Technische Leistungsfähigkeit und Eignung

Der Bericht fasst den Stand der Diskussion zur technischen Leistungsfähigkeit und Eignung der Handgeometrie-, Fingerabdruck- sowie Gesichts- und Iriserkennung für die Nutzung bei Ausweisdokumenten und bei Grenzkontrollen mit dem Ziel der Verifikation zusammen. Dazu wird nach einer kurzen allgemeinen Charakterisierung der Stärken und Schwächen der einzelnen biometrischen Verfahren deren spezifisches Leistungsprofil für die Ausweisanwendung näher beschrieben.

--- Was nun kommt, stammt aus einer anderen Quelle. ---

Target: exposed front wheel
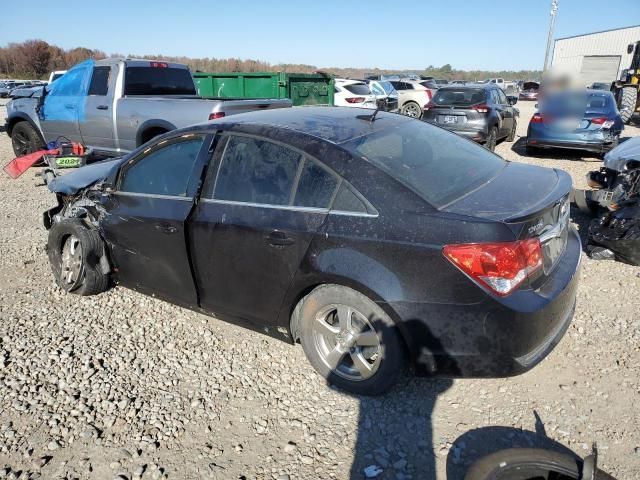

Betrachtet man exemplarisch die Kriterien Nutzerausfallrate, Erkennungssicherheit und Bedienungsaufwand, stellt sich die Situation wie folgt dar:

  • Im Falle einer biometrischen Ausrüstung der Ausweisdokumente muss sichergestellt sein, dass das vorgesehene Merkmal möglichst keine oder nur eine sehr geringe Zahl von Bürgern von der Anwendung ausschließt. Fingerabdruck-Verfahren werden dieser Anforderung nur bedingt gerecht. Vorliegende Tests und Erfahrungen zeigen, dass hier bei etwa 2 % der Gesamtbevölkerung Probleme bei der biometrischen Erfassung (enrollment) auftreten. Die Enrollment-Ausfallraten von Hand- und Iriserkennungs-Verfahren sind zwar geringer als die des Fingerabdrucks, bei bestimmten Nutzergruppen bleiben aber Probleme aufgrund ihres Alters oder ihrer Ethnie. Die Nutzerausfallrate für die Gesichtserkennung ist marginal.
  • Bisher durchgeführte Studien deuten auf eine hohe Erkennungsleistung von Iriserkennungs-Verfahren hin, die es aber noch in Großanwendungen zu überprüfen gilt. Die Handgeometrieerkennung erzielt zwar in Kleinszenarien gute Erkennungsraten, aufgrund der nicht eindeutig unterscheidbaren Identität von Handgeometriemustern ist aber anzunehmen, dass bei Anwendungen mit umfangreichen Nutzergruppen die Erkennungsleistung schwächer zu bewerten ist. Fingerabdruck- und Gesichtserkennungs-Verfahren haben in aktuellen und unabhängigen Studien ihre Erkennungsleistung – trotz gewisser Schwächen – gerade bei umfangreichen Datenmengen unter Beweis gestellt. Die augenblicklich erreichbare Leistung der beiden Verfahren bei Verifikationsanwendungen ist dabei ungefähr gleich einzustufen.
  • Für die Ausweisanwendung sind Verfahren mit niedrigem Bedienungsaufwand und hoher Verständlichkeit günstig. Vorteile bieten hier Gesichtserkennungs-Verfahren als kontaktloses Verfahren ohne großen Positionierungsaufwand. Fingerabdruck-Verfahren sind zwar bequem nutzbar, erfordern aber eine, wenn auch kurze, Einlernzeit. Auch bei der Handgeometrieerkennung treten Bedienungsfehler eher selten auf. Die Iriserkennung ist im Hinblick auf den Bedienungsaufwand im Vergleich weniger günstig einzuschätzen, da sie genaue Verhaltensvorschriften und eine gewisse Einlernzeit erfordert.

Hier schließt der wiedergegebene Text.